История болезни Владислава Выжникевича (Pneumonia pestica)
Ездил 31 декабря в С.-Петербург и возвратился 2 января. Прозяб. Заболел 3 января около полудня с сильным ознобом. Обедал и завтракал. К вечеру в 7 часов температура 38,5°С, пульс 100. Озноб продолжался все время до 11 часов вечера. Около 10 часов рвота пищевыми массами. Температура в 9 часов вечера 39,5°С; в 11 часов 40°С. Жалобы на боль в суставах и общую разбитость.
4 января в 1 час пополуночи температура 40,5°С, в 2 часа температура 40,5°С, в 10 часов утра температура 40,2°С, в 2 часа 30 мин. дня температура 40,4°С, пульс 80, в 4 часа 30 мин. температура 39,5°С, пульс 96, в 8 часов вечера температура 40,8°С, пульс 78, в 9 часов вечера температура 40,4°С, пульс 86. Бредит наяву, временами сознание ясное, жаловался на боль в затылке и в правой половине груди. Притупление справа сзади и временами мелкопузырчатые хрипы. Язык сухой, покрытый буроватой коркой.
5 января в 1 час пополуночи температура 40,4°С, пульс 86; в 1 час 30 мин. температура 40,6°С. В 3 часа ночи состояние больного слегка возбужденное. По временам бред. На вопросы отвечает сознательно, но не всегда. Ворочается в постели и стонет. Судорожное подергивание отдельных мышц. Жалуется на головную боль и боль в правой половине груди. При поворачивании покашливает. Мокрота не отделяется.
Пульс 80, не вполне равномерный, слабого наполнения. Тоны сердца глуховаты. Сзади ослабленное дыхание с бронхиальным оттенком на выдохе. Прослушиваются в изобилии сухие хрипы и при глубоких вдохах в небольшом количестве мелкопузырчатые. Pectoralfremitus не изменен. Дыхание 20–25 в минуту, прерывистое.
Печень и селезенка не прощупываются. В области слепой кишки при давлении болезненность. Стул после слабительного (Calomelanos, 0,5). Язык по краям беловатый, посредине покрыт буро-коричневыми корками. Инъекция конъюнктивы не выражена в значительной степени.
Беспокоен, не спит, предполагает инфекцию.

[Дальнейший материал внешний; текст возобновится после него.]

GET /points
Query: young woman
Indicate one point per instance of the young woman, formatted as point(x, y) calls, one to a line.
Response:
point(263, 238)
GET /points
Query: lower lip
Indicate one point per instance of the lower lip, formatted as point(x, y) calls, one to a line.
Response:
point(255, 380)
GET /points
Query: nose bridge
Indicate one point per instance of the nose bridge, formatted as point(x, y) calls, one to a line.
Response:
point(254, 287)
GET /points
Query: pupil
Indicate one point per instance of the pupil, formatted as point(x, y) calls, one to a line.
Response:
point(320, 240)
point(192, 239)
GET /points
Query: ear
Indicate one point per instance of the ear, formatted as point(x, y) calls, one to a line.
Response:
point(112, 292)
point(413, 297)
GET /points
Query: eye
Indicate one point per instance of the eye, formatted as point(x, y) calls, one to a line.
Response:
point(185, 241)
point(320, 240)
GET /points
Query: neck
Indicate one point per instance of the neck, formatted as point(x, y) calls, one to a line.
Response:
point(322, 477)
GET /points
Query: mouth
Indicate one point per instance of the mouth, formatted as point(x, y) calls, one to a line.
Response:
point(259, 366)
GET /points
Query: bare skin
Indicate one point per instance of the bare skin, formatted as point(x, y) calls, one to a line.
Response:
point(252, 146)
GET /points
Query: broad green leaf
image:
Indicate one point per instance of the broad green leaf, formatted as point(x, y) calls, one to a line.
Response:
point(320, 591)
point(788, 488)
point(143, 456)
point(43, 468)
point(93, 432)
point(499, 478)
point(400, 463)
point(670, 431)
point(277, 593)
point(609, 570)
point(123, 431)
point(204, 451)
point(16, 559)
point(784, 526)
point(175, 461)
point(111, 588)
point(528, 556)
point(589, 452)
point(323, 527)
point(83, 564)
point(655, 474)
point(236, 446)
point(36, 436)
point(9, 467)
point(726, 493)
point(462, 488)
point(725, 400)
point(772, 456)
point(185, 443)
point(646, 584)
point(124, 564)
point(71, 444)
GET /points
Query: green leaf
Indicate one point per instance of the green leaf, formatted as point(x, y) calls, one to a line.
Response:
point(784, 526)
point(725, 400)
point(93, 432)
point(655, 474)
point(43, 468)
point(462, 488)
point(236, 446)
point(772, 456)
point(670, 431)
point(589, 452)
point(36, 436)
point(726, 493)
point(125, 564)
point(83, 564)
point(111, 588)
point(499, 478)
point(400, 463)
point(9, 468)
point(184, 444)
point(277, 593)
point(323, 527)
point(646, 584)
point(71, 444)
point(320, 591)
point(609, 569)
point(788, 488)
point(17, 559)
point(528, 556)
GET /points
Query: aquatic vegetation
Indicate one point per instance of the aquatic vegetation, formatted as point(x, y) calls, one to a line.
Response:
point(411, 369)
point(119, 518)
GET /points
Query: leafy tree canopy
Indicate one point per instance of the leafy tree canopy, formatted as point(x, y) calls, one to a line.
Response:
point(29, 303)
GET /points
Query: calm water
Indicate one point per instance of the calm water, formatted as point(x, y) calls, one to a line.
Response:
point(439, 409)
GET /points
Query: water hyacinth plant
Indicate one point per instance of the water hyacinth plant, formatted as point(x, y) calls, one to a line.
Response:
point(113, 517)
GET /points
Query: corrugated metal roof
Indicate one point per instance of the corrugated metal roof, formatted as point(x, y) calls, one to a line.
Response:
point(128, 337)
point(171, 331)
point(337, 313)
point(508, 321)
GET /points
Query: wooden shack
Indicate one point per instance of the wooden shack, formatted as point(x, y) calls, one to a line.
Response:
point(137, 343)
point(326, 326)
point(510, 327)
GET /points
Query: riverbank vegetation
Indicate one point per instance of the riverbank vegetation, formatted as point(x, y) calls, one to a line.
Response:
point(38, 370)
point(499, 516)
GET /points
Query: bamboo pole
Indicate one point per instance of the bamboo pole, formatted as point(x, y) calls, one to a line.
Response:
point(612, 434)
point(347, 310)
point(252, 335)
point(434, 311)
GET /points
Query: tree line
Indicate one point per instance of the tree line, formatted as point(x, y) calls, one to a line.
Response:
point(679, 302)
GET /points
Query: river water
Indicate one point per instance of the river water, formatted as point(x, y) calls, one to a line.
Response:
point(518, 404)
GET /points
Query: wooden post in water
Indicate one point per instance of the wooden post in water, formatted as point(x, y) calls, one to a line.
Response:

С предохранительной целью в 6 часов 30 мин. утра впрыснуто несколько более 90 см3 противочумной сыворотки. Температура до впрыскивания 40,4°С, пульс 82. В 8 часов утра температура 40,5°С, пульс 92, полнее и напряженнее, общее самочувствие несколько лучше. Жалуется на тяжесть в голове. По временам бредит и дремлет. В 10 часов 30 минут утра температура 39,8°С, пульс 80; в 12 часов дня температура 39,8°С; в 2 часа температура 40,1°С; в 3 часа сильный озноб; в 6 часов температура 39,1°С, сильный озноб, пульс 92 среднего наполнения; в 7 часов вечера температура 40,4°С, пульс 88, дыхание 21, озноб прекратился; в 9 часов температура 40,3°С, пульс 96, мягкий; в 11 ч. 30 мин ночи температура 40,1°С, пульс 94.